Aus dem Kasseler Gedenkbuch "Namen und Schicksale der Juden Kassels" erfahren wir, dass Willi Schiftan 1922 Mitglied der KPD wurde und seit 1928 Mitglied der Roten Hilfe war. Die Rote Hilfe diente der solidarischen Unterstützung politischer Aktivisten, die von der Klassenjustiz verfolgt wurden. Von 1931 bis 1933 war er Sprecher einer Interessengemeinschaft jüdischer Erwerbsloser. Nach der Machtübertragung an die Nazis stellte er seine poltischen Aktivitäten nicht ein. Im Geheimen beteiligte er sich mit seinen Genossen an Aktionen gegen das NS-Regime. Er kam in U-Haft und wurde am 6. August 1936 vom Oberlandesgericht Kassel wegen Vorbereitung zum Hochverrat zu 4 Jahren Zuchthaus verurteilt. Mit ihm wurden 10 weitere Genossen aus Kassel zu insgesamt 35 Jahren Haft verurteilt. Die Mitangeklagten waren Heizer Wilhelm Pfromm, Packer Hans Hinz, Schlosser Fritz Dornemann, Elektriker Franz Buda, Kaufmann Willi Paar, Arbeiter Christian Stephan, Fensterputzer Otto Pfromm, Dreher Max Mayr und Arbeiter Franz Kramer. Willi Schiftan verbüßte seine Strafe im Zuchthaus Wehlheiden bis zum 25.1.1940.

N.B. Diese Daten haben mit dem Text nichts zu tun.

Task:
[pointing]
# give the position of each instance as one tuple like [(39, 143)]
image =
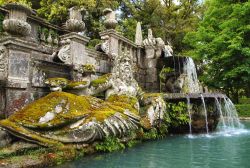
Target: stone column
[(77, 45), (17, 24)]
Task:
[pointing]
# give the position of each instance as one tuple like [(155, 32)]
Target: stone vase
[(17, 24), (75, 23), (110, 21)]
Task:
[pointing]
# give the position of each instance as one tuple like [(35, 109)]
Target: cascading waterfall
[(205, 111), (192, 79), (229, 117), (190, 117), (218, 105)]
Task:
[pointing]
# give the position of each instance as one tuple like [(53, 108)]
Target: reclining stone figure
[(63, 118)]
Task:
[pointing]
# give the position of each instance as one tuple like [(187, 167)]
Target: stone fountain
[(70, 94)]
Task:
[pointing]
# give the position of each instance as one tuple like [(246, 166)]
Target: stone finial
[(110, 21), (75, 23), (138, 35), (17, 22), (150, 34)]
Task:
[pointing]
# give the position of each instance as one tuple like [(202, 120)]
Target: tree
[(221, 42), (167, 19)]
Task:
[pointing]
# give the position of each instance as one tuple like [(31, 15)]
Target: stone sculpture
[(168, 51), (16, 23), (3, 62), (75, 23), (61, 118), (63, 54), (110, 21)]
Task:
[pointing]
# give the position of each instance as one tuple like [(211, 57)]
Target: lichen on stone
[(101, 80), (77, 85)]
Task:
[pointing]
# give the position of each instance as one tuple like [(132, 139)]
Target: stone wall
[(26, 60)]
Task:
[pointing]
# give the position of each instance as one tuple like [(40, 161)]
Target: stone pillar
[(17, 24), (75, 23), (77, 47), (111, 42)]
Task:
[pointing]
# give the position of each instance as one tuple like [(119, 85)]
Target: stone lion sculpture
[(62, 118)]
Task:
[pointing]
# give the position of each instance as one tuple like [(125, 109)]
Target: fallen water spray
[(205, 112), (218, 105), (190, 117), (192, 79)]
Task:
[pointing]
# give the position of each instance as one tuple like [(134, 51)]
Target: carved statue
[(154, 47), (75, 23), (168, 51), (110, 21), (3, 58), (64, 54), (17, 22), (61, 118)]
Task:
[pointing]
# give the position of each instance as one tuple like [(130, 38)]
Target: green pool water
[(229, 149)]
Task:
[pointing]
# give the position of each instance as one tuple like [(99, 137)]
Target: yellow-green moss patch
[(77, 85)]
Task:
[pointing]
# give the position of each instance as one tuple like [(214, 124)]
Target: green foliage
[(132, 143), (244, 100), (167, 19), (243, 110), (110, 144), (1, 21), (221, 44), (26, 3), (178, 113)]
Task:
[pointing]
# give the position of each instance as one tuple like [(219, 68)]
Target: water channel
[(222, 149)]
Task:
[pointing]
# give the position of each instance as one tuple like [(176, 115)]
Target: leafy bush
[(243, 110), (244, 100), (1, 21)]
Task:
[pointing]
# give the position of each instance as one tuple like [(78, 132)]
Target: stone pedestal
[(78, 55)]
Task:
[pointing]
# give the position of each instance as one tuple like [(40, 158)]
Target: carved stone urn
[(110, 21), (17, 24), (75, 23)]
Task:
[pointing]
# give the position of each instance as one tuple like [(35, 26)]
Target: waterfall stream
[(192, 79), (190, 117), (205, 111)]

Während der Haft war Ehefrau Minna mit den 4 Kindern auf sich allein gestellt. 1937 musste sie die Wohnung Graben 47 aufgeben und zog in die städtische Unterkunft Zentgrafenstraße 17 in Kirchditmold. Die Lage verschärfte sich in 1940. Sie wurde jetzt als Ehefrau eines Juden mit den Kindern in die Judenbaracke Zentgrafenstraße 5 ½ gezwungen. Die Anfang der 1930-er Jahre für Obdachlose gebauten Baracken wurden ab 1939 auch genutzt, um die aus ihren Wohnungen vertriebenen Juden auf engstem Raum zusammenzufassen. Dazu gehörten wie im Fall Schiftan auch Frauen mit Kindern aus sogenannten Mischehen. Später wurden zahlreiche dieser Menschen zunächst in das Lager Wartekuppe (Niederzwehren) gezwungen und mit vielen anderen Kasseler Juden nach Riga und Theresienstadt deportiert. Minna Schiftan muss in dieser Zeit von den faschistischen Behörden unter Druck gesetzt worden sein, sich von ihrem im Konzentrationslager inhaftierten Mann, Jude und Kommunist zugleich, zu trennen. Sie konnte diesem Druck nicht widerstehen, denn ab 1941 führte sie wieder den Namen Brechel. Am 30.8.1941 zieht sie aus der Baracke wieder um in die Zentgrafenstraße 17.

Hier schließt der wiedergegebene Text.